Saturday, November 11, 2006

It's Never Too Late For Family Drama -- with pictures of a recent sunset

DH was wiser than Solomon, more diplomatic than Kissinger, and a more artful dealer than Trump yesterday. And even though those were amazing accomplishments, I am sad. DH's parents are in their 80's. They've had more than 60 years of marriage.


But when MIL fell and broke her hip, survived the surgical repair and landed in the hospital, what she mostly felt was "free at last." She told her children (all middle aged themselves, to put it charitably) that she didn't want to go back to her house, or live with FIL. Ever.



But she was afraid (and at least one of the children agreed with her) to say anything to the man she'd known for 65 years. It wasn't that she thought he'd beat her up, but that he'd unleash more hurtful words while locking up and denying all access to her share of their bank accounts and other financial assets.

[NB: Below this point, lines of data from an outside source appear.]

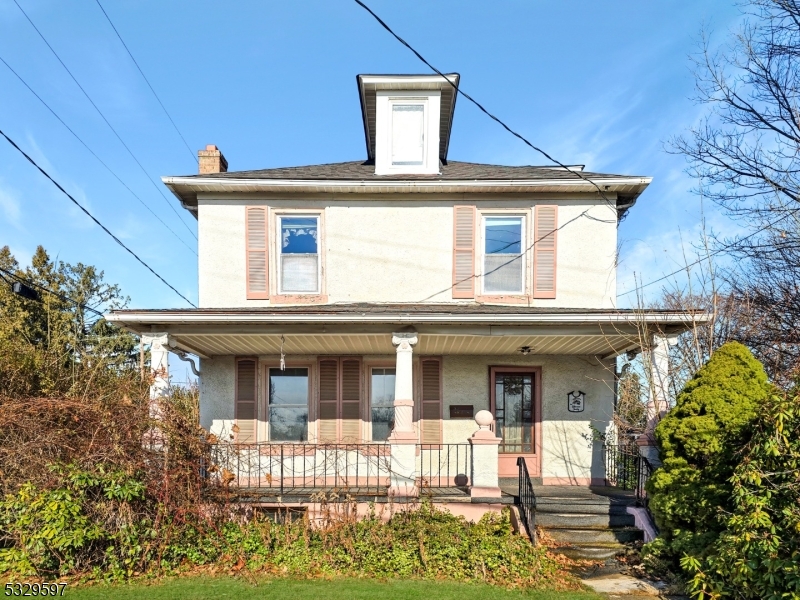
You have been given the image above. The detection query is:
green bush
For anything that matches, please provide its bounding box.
[681,396,800,600]
[647,342,771,566]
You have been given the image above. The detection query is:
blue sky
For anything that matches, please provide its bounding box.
[0,0,740,316]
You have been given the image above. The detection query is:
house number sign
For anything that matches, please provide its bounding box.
[567,391,586,412]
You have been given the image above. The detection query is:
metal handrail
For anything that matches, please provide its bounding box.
[517,456,536,544]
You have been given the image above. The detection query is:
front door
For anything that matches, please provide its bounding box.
[491,367,542,477]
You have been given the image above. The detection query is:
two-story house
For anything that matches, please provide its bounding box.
[109,74,687,508]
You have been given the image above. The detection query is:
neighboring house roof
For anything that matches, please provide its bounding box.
[162,161,652,216]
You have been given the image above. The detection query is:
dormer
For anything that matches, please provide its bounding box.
[357,73,459,175]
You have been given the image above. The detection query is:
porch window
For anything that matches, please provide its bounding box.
[269,368,308,442]
[278,216,320,293]
[494,373,534,454]
[370,369,395,442]
[483,217,525,294]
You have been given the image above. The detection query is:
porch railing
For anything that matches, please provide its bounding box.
[517,456,536,544]
[603,444,653,507]
[206,443,391,495]
[417,444,472,493]
[200,442,472,496]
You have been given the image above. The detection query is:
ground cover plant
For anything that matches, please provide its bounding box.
[57,577,602,600]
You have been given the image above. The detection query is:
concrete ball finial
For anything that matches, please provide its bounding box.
[475,410,494,429]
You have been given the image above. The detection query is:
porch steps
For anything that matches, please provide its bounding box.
[534,486,642,560]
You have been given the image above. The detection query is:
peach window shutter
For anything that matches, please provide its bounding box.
[245,206,269,300]
[235,358,257,444]
[453,206,476,298]
[533,206,558,298]
[420,358,442,444]
[339,359,361,443]
[319,358,339,444]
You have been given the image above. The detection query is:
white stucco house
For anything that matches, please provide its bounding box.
[108,74,700,510]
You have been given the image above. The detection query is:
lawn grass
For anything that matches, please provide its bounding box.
[64,576,604,600]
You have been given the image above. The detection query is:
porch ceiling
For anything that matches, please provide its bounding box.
[170,332,636,356]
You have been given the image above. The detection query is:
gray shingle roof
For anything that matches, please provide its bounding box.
[184,160,630,181]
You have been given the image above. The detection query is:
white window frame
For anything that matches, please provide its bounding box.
[375,90,441,175]
[274,212,322,296]
[477,212,529,296]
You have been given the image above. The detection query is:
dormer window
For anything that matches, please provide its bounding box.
[358,73,459,176]
[391,102,425,167]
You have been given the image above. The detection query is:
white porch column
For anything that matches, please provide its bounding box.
[637,334,675,466]
[139,333,169,438]
[389,333,419,497]
[469,410,502,498]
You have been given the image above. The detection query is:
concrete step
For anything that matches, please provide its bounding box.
[551,543,626,560]
[536,510,636,529]
[545,527,643,546]
[536,500,628,515]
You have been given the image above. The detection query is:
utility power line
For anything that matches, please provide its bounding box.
[0,129,197,308]
[354,0,616,218]
[14,0,197,239]
[0,267,103,317]
[0,56,197,256]
[90,0,195,162]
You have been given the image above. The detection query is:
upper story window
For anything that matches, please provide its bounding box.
[278,215,320,294]
[483,216,525,294]
[392,103,425,166]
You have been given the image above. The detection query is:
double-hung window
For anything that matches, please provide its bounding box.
[392,103,425,166]
[268,368,308,442]
[278,215,320,294]
[483,216,525,294]
[370,368,395,442]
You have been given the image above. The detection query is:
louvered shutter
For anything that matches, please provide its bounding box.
[420,359,442,444]
[318,358,339,443]
[339,359,361,443]
[533,206,558,298]
[235,358,257,444]
[453,206,476,298]
[245,206,269,300]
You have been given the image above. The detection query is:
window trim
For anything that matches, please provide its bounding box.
[362,360,396,444]
[476,209,531,302]
[258,360,316,444]
[269,208,328,304]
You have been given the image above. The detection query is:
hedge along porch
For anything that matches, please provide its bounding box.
[106,305,691,494]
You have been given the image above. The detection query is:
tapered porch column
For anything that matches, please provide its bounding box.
[389,333,419,497]
[637,335,673,467]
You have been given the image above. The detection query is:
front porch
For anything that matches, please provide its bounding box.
[109,304,695,501]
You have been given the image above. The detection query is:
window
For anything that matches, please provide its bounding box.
[269,368,308,442]
[483,217,525,294]
[370,369,395,442]
[494,373,534,454]
[278,216,320,293]
[392,104,425,166]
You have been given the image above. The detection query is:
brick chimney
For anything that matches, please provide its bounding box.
[197,144,228,175]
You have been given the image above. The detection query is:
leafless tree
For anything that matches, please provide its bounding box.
[665,0,800,384]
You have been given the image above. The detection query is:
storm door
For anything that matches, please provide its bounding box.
[491,367,541,476]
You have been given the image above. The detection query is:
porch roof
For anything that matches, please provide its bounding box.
[106,304,709,358]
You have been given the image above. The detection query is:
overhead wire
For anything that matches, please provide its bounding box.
[354,0,616,218]
[14,0,197,239]
[355,0,789,300]
[90,0,199,162]
[0,129,197,308]
[0,56,197,256]
[0,267,104,317]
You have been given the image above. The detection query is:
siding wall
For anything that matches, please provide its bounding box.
[198,195,617,308]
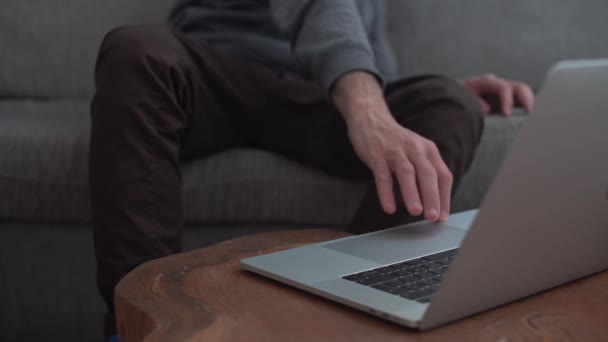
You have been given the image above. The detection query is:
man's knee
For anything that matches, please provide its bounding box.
[423,76,484,141]
[97,25,180,75]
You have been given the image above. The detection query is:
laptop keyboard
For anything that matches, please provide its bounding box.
[342,248,458,303]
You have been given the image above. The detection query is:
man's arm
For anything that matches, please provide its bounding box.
[270,0,452,221]
[270,0,382,96]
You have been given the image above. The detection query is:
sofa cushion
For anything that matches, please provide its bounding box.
[0,0,608,98]
[0,0,173,98]
[0,101,365,225]
[0,101,524,225]
[388,0,608,88]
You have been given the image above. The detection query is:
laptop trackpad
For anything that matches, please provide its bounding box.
[321,223,466,264]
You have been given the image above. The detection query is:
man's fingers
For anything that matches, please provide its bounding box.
[497,81,513,116]
[373,159,397,214]
[431,154,454,221]
[479,97,492,114]
[412,144,440,222]
[393,155,422,216]
[511,82,534,112]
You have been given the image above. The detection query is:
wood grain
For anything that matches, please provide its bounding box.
[115,230,608,342]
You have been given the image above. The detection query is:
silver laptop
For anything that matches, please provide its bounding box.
[242,59,608,329]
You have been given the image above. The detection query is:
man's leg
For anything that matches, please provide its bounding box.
[90,26,282,336]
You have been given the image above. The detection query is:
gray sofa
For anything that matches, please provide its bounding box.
[0,0,608,341]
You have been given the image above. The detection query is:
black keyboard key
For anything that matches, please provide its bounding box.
[429,267,446,274]
[417,278,439,286]
[342,274,361,281]
[374,266,395,273]
[408,266,426,273]
[399,290,433,300]
[421,261,443,268]
[398,274,420,283]
[391,270,415,277]
[372,284,397,294]
[416,271,437,279]
[382,279,403,287]
[404,259,425,266]
[357,273,393,285]
[426,282,441,293]
[422,248,458,261]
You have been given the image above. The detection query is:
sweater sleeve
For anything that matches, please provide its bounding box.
[270,0,383,95]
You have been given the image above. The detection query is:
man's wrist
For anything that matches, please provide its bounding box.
[331,71,386,123]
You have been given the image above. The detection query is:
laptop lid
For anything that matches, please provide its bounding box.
[420,60,608,329]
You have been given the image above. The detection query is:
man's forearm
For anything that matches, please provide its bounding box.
[331,71,386,124]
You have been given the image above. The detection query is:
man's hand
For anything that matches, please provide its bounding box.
[332,71,452,221]
[460,74,534,116]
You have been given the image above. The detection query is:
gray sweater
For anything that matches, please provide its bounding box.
[169,0,397,92]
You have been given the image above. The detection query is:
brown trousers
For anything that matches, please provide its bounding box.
[90,26,483,336]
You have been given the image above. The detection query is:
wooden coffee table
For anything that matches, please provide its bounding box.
[115,230,608,342]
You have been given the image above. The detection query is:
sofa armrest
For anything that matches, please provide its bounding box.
[452,112,526,212]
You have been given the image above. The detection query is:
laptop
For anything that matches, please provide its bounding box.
[241,59,608,330]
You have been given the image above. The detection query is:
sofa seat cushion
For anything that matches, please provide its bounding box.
[0,101,525,225]
[0,101,365,225]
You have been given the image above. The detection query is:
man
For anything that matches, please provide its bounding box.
[90,0,533,336]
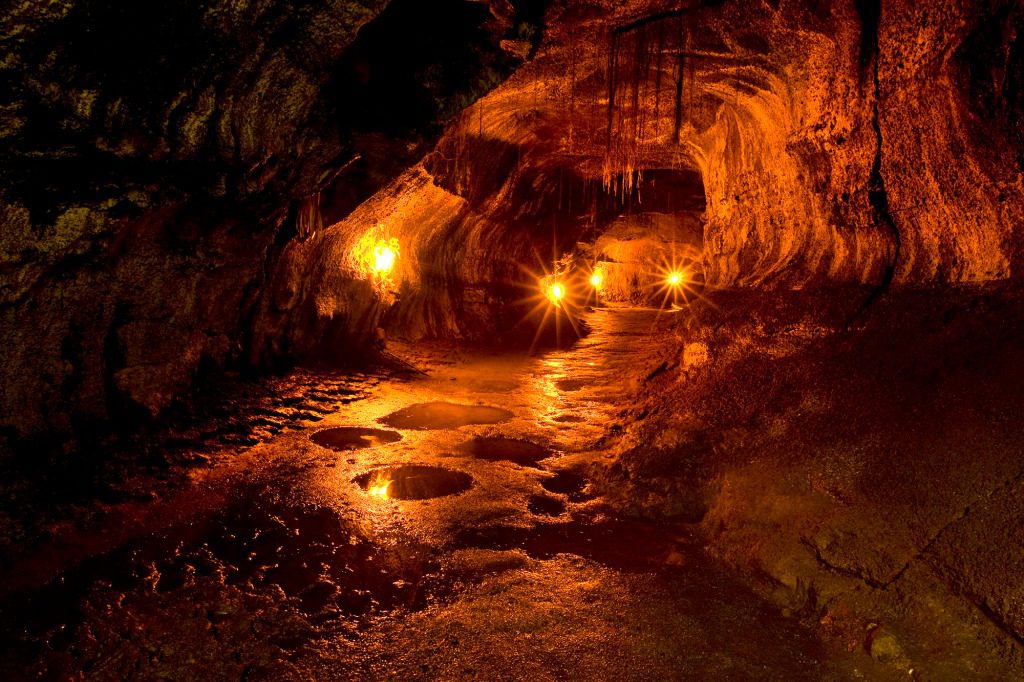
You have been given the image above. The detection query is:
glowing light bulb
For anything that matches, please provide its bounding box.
[374,241,398,274]
[544,282,565,305]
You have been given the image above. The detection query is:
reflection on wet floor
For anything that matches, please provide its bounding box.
[0,310,876,679]
[541,471,592,502]
[355,464,473,500]
[309,426,401,452]
[379,402,512,429]
[457,436,552,467]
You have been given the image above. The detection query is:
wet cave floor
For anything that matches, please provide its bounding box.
[0,308,950,680]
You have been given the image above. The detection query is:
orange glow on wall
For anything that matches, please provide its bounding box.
[544,282,565,305]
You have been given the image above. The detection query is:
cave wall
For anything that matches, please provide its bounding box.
[0,0,543,444]
[0,0,1024,440]
[281,0,1024,356]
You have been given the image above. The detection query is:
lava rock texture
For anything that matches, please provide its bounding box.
[0,0,539,441]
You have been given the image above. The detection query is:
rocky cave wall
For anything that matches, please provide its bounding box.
[276,0,1024,356]
[0,0,543,441]
[0,0,1024,440]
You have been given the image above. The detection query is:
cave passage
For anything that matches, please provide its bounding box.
[0,0,1024,682]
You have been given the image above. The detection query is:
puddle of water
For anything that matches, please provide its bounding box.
[309,426,401,452]
[459,512,689,572]
[0,485,442,671]
[541,471,593,502]
[457,436,552,466]
[354,464,473,500]
[526,495,565,516]
[555,379,588,391]
[377,402,512,429]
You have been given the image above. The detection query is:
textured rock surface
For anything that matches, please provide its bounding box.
[269,0,1024,346]
[0,0,537,438]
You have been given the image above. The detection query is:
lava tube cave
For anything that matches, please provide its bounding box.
[0,0,1024,682]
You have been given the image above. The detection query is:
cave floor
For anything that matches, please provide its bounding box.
[0,308,897,680]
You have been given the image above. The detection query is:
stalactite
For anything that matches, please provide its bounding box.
[295,191,324,240]
[602,10,688,193]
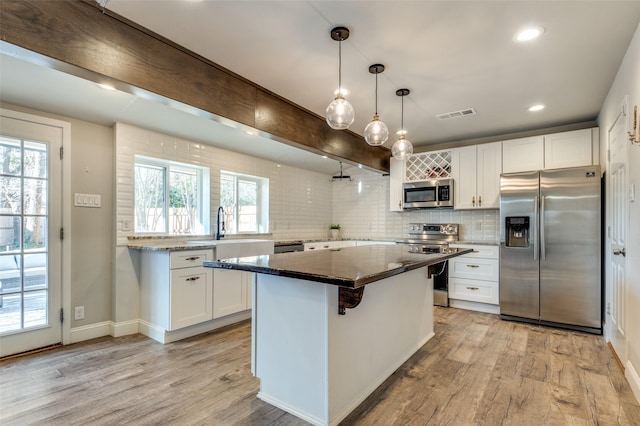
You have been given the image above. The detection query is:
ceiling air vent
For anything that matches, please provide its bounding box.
[436,108,477,120]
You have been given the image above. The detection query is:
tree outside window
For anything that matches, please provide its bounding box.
[220,171,269,234]
[135,157,209,235]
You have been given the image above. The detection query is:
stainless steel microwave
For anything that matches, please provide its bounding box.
[402,179,453,209]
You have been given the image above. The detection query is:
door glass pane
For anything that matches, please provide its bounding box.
[0,176,22,214]
[23,216,47,250]
[24,141,47,178]
[0,137,22,176]
[0,137,49,333]
[23,290,49,328]
[0,215,22,253]
[23,179,47,214]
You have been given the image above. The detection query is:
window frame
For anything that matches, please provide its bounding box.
[220,170,269,235]
[133,154,211,236]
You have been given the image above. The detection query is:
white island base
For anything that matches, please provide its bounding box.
[252,266,434,425]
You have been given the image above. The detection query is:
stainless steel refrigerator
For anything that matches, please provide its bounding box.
[500,166,602,334]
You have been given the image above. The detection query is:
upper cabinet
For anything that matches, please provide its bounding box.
[404,150,452,182]
[544,129,599,169]
[502,128,600,173]
[452,142,502,210]
[389,157,404,212]
[502,136,544,173]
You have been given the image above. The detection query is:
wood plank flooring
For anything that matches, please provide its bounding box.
[0,308,640,426]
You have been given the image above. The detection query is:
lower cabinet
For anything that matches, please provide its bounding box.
[449,244,500,313]
[140,249,214,331]
[213,269,251,319]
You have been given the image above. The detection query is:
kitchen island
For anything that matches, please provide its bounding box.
[204,245,470,425]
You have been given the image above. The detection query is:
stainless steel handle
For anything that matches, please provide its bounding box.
[540,197,547,260]
[613,247,627,257]
[533,197,538,260]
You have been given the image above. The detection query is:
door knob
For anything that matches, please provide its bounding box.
[613,247,627,256]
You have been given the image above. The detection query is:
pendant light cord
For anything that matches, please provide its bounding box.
[400,95,404,131]
[376,71,378,115]
[338,37,342,97]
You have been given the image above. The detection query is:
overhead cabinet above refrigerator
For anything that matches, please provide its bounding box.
[500,166,602,334]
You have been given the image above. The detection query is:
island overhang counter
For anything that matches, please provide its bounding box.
[204,245,470,425]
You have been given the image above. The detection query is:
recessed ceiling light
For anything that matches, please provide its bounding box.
[527,104,544,112]
[96,83,116,90]
[513,27,544,42]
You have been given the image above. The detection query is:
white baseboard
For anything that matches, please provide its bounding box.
[111,319,140,337]
[449,299,500,315]
[69,321,113,343]
[624,361,640,402]
[139,309,251,343]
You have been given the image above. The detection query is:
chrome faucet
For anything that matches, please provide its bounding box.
[216,206,225,240]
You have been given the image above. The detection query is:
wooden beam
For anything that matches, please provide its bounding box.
[0,0,390,172]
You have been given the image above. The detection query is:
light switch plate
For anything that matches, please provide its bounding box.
[73,192,102,208]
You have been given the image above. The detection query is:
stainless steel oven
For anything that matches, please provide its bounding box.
[402,179,453,209]
[396,223,460,307]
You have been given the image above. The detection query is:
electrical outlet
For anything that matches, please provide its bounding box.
[75,306,84,320]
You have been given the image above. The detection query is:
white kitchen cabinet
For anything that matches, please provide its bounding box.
[452,142,502,210]
[544,129,597,169]
[502,127,600,173]
[449,243,500,313]
[502,136,544,173]
[140,249,214,331]
[389,157,404,212]
[213,268,251,319]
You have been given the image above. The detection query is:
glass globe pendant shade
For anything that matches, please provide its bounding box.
[325,95,356,130]
[364,114,389,146]
[391,135,413,160]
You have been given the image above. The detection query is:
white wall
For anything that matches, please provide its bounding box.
[598,25,640,400]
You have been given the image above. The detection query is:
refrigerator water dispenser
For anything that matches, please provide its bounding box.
[505,216,529,247]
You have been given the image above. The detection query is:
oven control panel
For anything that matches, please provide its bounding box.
[409,223,459,239]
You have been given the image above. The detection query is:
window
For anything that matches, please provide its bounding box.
[134,156,209,235]
[220,171,269,234]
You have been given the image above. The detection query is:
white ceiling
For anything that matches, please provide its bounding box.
[0,0,640,173]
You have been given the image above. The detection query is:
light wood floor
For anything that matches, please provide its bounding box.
[0,308,640,426]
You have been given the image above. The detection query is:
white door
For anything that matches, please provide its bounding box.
[0,114,62,356]
[605,106,629,362]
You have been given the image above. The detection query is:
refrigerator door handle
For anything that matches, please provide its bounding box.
[540,196,547,260]
[533,197,538,260]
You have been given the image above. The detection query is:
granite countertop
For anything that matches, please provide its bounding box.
[127,238,270,251]
[449,240,500,246]
[204,245,471,288]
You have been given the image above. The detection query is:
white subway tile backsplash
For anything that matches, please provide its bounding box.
[115,123,499,244]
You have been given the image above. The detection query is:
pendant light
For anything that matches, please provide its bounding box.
[391,89,413,160]
[364,64,389,146]
[325,27,356,130]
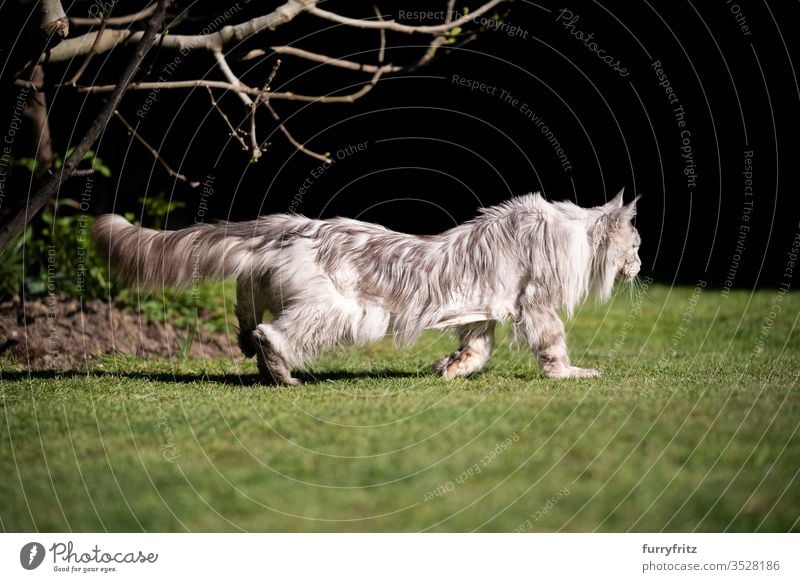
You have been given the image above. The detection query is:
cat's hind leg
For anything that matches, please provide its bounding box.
[433,321,495,378]
[236,276,270,358]
[250,323,303,386]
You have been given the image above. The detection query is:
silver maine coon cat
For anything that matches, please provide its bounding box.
[92,191,641,384]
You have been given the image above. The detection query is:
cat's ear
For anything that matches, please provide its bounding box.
[615,194,642,226]
[600,186,625,212]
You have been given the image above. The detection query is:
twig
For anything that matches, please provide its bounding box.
[69,2,156,26]
[270,46,403,73]
[114,109,200,188]
[47,0,317,62]
[308,0,506,34]
[411,0,456,70]
[67,4,114,86]
[214,50,261,160]
[206,87,248,151]
[264,101,333,164]
[76,74,392,106]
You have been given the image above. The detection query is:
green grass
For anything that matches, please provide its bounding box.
[0,286,800,531]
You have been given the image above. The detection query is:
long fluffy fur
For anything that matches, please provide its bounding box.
[93,194,638,384]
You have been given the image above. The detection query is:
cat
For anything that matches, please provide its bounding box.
[92,191,641,385]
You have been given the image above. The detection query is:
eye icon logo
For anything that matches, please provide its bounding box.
[19,542,45,570]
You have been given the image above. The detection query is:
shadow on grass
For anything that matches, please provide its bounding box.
[0,368,424,388]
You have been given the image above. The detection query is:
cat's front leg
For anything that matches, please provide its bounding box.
[516,307,602,378]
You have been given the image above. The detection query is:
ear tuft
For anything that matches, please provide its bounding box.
[600,186,625,212]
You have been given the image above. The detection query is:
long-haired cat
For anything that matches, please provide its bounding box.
[93,192,641,384]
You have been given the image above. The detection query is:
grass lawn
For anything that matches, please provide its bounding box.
[0,286,800,531]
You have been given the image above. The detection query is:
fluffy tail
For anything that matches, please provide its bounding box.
[92,214,253,289]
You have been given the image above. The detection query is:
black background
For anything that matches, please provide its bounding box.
[3,0,800,287]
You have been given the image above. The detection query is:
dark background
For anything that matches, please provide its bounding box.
[0,0,800,287]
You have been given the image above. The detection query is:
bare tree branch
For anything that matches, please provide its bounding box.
[0,0,172,249]
[69,2,156,26]
[114,109,200,188]
[67,4,114,85]
[39,0,69,38]
[264,101,333,164]
[413,0,460,69]
[308,0,507,34]
[206,87,248,151]
[270,46,403,73]
[41,0,317,63]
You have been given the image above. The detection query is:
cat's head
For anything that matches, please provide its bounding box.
[592,190,642,283]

He was the only one out of the loop.


Apparently FIL sensed that something was "different." He wondered aloud if maybe MIL had hurt her head or was having a personality change. He fished for information from the adult children. (how can even an adult child be expected not to act differently when holding a secret of such magnitude?). So, sure enough, he attempted to gain 100% control over all financial assets. Fortunately, his money manager perceived himself as responsible to FIL and MIL and called MIL to say "Whatever you do, don't sign anything!" So a pow wow was scheduled. The children, MIL, FIL and an innocent bystanding young social worker from the nursing home all met yesterday.

MIL told FIL in no uncertain terms that she was sick and tired of his relentless control and griping about money. She told him she wanted to have peace and quiet in whatever time she has left, which means she doesn't want to see him and more. FIL, who again must have known more than he let on, had prepared a statement of what he thought he'd done right over the years: Been a good provider and steward of their property. Ultimately, DH, who was facilitating, managed to get FIL to promise to sign over MIL's half of the estate, and to relinquish control over it. I'm glad their state has provisions for Legal Separations. Their religious opinions would probably prohibit getting a divorce, even now. So, even though I'm glad MIL won't have to endure FIL's blustering, control and unpredictable temper; and even though I think that FIL "meant well," and may honestly feel very hurt and puzzled, I am content with this outcome. What I know, because of the emotional eating I've done (ack), and the tears I've shed, is that it stirred up many of MY issues. So here are the recommendations I am making to myself and sharing with you:
  • If you have a complaint, voice it.
  • If you are too afraid to voice the complaint, get help. NOW.
  • Change what can be changed.
  • Reveal toxic secrets so the wounds can heal.
  • Give people a chance to change whenever possible.
  • Be grateful for the people in your life who didn't let misery continue. (Even if THEY asked for a divorce.)
  • Remember that you are responsible for yourself: Emotionally and financially.
  • Do what you need to do to take care of yourself. Sooner rather than later is best.
  • Remember that what you do has an impact on others, whether they tell you or not.
Since it's never too late, what will you change?

5 comments:

Anonymous said...

So sorry about the stressful situation with the IL's. But this was a really great post - very thought provoking. Thanks!!

Nancy said...

I'm glad she's escaped, and that she has the support of some family.

Tony LaRocca said...

Sorry you're going through such tumult. I would change the way I judge people. Everyone is what their entire lives up to that point has made them. I've also realized, (as Mel Brooks said as the 2000 year old man,) everything we do is based on fear.

bitterknitter said...

Thank you for the recommendations. I am going to remember them and think about them. They come at a good time in my life, much needed.

I love reading your writings multiple posts at a time (rather than reading each as it is posted). You take me through a wave of emotions and I LOVE the pictures and art that you post. And since you moderate your comments, I don't have to worry about you not seeing the ones I leave on 2 week old posts!

Anonymous said...

I loved reading your posting. I believe it is never too late to become the person you always wanted to be or to live the life you always dreamed of. How courageous she is to be honest at this time.

Your admonition that we must step up and be authentic at all times is so true. We must always ask ourselves the powerful question "Is there a truth that needs to be told?"

Thank you for a great example of courage and hope.